Explain SMBC — the wiki for Saturday Morning Breakfast Cereal

age-of-war

2016-01-18 View on smbc-comics.com → 1 revision
You are viewing an older revision of this explanation (2026-03-14 20:58:27). View current version →
age-of-war
Votey panel for age-of-war
This explanation is incomplete or may contain errors. It was generated by AI and has not yet been reviewed by a human editor.

Explanation

The Joke

The comic shows two graphs. The first shows "Median Age in Average Nation" rising sharply over time. The second shows "Total People of Prime Age for Military Service" declining over time. Below the graphs is a panel labeled "Our Glorious Future" where two characters discuss geopolitics: "Canada is invading! They sent both of the guys in their army!" "They have two guys?" "Tell them America surrenders."

The Humor

The comic extrapolates real demographic trends — aging populations and declining birth rates in developed nations — to their absurd logical endpoint.
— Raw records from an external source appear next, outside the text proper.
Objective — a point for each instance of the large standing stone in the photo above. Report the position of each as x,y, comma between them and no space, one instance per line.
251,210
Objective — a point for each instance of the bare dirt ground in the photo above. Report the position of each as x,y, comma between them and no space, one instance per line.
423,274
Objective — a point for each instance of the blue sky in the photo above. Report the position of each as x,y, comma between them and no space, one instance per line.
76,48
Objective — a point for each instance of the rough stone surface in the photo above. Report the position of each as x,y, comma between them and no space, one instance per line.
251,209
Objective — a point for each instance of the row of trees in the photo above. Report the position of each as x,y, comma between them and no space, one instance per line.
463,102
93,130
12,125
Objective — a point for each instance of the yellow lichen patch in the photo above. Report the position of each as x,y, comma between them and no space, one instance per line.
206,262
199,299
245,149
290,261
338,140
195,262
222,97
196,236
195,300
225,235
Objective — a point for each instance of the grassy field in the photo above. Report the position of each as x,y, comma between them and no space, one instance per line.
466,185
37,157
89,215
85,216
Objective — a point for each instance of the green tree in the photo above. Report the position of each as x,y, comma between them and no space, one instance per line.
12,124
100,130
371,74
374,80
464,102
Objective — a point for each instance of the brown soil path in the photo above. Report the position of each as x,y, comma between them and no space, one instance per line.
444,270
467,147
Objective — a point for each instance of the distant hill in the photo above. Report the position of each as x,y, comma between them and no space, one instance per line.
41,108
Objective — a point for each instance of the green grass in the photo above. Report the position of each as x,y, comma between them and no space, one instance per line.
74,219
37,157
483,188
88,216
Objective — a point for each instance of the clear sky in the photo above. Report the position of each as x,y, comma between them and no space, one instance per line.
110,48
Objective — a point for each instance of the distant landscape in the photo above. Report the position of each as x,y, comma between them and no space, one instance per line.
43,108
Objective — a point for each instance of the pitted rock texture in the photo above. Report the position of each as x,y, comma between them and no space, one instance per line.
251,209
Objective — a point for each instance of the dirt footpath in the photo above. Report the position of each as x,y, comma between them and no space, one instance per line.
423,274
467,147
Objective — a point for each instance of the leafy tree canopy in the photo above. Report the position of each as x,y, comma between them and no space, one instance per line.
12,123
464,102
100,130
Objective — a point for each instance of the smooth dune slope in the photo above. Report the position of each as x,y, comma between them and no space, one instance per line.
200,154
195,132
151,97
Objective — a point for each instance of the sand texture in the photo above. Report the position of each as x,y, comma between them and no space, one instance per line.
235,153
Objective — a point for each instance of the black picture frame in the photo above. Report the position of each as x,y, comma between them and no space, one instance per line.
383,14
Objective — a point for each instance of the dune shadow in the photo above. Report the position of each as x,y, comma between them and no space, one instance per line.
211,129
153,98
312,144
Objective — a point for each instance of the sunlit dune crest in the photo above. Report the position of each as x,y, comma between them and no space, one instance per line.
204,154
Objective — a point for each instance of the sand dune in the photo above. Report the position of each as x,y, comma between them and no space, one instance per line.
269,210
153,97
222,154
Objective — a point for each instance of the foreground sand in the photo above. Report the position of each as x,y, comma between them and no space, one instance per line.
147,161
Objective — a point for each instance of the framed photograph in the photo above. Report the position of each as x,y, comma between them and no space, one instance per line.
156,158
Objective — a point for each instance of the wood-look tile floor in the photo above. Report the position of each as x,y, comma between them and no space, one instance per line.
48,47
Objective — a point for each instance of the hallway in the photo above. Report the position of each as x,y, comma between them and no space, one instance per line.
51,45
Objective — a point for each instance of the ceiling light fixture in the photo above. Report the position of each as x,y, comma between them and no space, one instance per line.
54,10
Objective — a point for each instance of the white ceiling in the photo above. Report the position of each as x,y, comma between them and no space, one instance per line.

As the median age rises and the number of military-age people shrinks, eventually nations will have almost no one young enough to serve in the military. The joke imagines a future where entire national armies consist of just a couple of people, making warfare more like a neighborhood squabble than a geopolitical event. The specific choice of Canada as the "invader" adds to the absurdity, since Canada is stereotypically seen as non-threatening and polite. The punchline — America immediately surrendering to Canada's two-person army — suggests that in this future, even superpowers have been equally hollowed out by demographic decline.

References

  • Aging populations: Many developed nations, particularly Japan and much of Europe, face demographic challenges from declining birth rates and increasing life expectancy, leading to rising median ages.
  • Military recruitment challenges: Several countries are already experiencing difficulty meeting military recruitment targets due to smaller youth populations and other factors.
  • Canada-US relations: The joke plays on the popular cultural trope of Canada as America's mild-mannered, non-threatening neighbor.